Para os consumidores, essa maior presença de produtos chineses pode significar preços mais baixos em diversas categorias, pois a concorrência pressionaria a indústria nacional a reduzir custos para manter a competitividade. No entanto, representantes do setor industrial alertam para os riscos a médio e longo prazo.
José Velloso, presidente da Associação Brasileira da Indústria de Máquinas e Equipamentos (Abimaq), aponta que o faturamento do setor já apresentou queda de mais de 8% em 2024, enquanto as importações cresceram 10% no mesmo período. Entre esses importados, o volume de produtos chineses teve um salto de 33%.
Os impactos também são sentidos em outras áreas, como o setor têxtil, que tem enfrentado uma intensa disputa de mercado com o avanço de plataformas de e-commerce chinesas, como Shein, Shopee e AliExpress. O “imposto das blusinhas”, criado em agosto passado para taxar em 20% compras internacionais de até US$ 50, surgiu como uma tentativa de equilibrar a competição para fabricantes brasileiros, mas os desafios permanecem.
Além da pressão exercida pelos produtos chineses, a valorização do dólar frente ao real, impulsionada pelas políticas tarifárias dos EUA, pode elevar o custo de produção no Brasil. Indústrias que dependem da importação de matérias-primas podem enfrentar aumentos nos custos, o que impactaria também o mercado de crédito e setores como a indústria automobilística.
O presidente da Associação Nacional dos Fabricantes de Veículos Automotores (Anfavea), Marcio de Lima Leite, observa que as vendas financiadas caíram para 30% em 2023, encerrando o ano passado em 45% do total. Se a valorização do dólar continuar, o acesso ao crédito pode se tornar mais restrito, impactando ainda mais o consumo.
A longo prazo, economistas avaliam que o aumento da presença de produtos chineses no Brasil pode desencadear problemas estruturais, como a desaceleração de investimentos e o aumento da taxa de desemprego. O setor de fabricação de geradores eólicos, por exemplo, que já teve sete fabricantes no país, atualmente conta com apenas três, refletindo um movimento de retração na indústria nacional.
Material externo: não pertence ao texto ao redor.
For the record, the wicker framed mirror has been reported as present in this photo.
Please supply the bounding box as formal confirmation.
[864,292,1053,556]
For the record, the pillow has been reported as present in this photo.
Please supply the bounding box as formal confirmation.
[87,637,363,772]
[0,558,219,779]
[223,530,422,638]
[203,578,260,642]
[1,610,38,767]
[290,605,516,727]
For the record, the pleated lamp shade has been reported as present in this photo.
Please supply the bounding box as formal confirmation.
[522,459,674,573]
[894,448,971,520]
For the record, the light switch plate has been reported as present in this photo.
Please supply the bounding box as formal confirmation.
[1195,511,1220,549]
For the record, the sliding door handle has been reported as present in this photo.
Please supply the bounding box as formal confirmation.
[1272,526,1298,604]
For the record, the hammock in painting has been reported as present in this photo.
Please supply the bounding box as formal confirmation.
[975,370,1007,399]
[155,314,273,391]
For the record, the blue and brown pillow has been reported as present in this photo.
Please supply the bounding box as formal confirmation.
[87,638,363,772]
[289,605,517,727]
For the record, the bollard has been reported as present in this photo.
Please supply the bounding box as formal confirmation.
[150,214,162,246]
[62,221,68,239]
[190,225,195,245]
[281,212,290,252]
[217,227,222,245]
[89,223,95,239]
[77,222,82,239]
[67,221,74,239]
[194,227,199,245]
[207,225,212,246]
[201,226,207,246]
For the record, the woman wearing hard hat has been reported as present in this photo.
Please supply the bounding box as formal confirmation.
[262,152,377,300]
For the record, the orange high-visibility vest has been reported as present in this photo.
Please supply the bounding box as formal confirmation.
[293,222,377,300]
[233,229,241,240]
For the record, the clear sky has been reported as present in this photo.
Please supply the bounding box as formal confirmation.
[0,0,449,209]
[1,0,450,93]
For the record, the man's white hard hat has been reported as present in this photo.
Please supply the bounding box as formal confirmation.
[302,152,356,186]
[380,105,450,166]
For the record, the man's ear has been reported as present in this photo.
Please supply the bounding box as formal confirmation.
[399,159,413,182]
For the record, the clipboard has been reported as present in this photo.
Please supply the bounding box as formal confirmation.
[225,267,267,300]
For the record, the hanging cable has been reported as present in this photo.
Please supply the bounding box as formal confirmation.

Diante desse cenário, representantes do setor defendem que o Brasil precisa fortalecer sua competitividade internacional. Para Fernando Pimentel, presidente da Associação Brasileira da Indústria Têxtil e de Confecção (Abit), não basta apenas adotar medidas para equilibrar a concorrência com produtos chineses; é fundamental ampliar a presença brasileira no comércio global.
Os próximos meses ainda reservam incertezas sobre os desdobramentos da política tarifária dos EUA e seus efeitos sobre o Brasil. Apesar dos desafios, especialistas apontam que o país pode se beneficiar da reconfiguração do comércio internacional, fortalecendo relações estratégicas com outros mercados e ampliando sua capacidade de exportação.
“Ainda há oportunidades importantes para a indústria brasileira, desde que tenhamos estratégias bem definidas para fortalecer nossa competitividade no exterior”, conclui Leite, da Anfavea.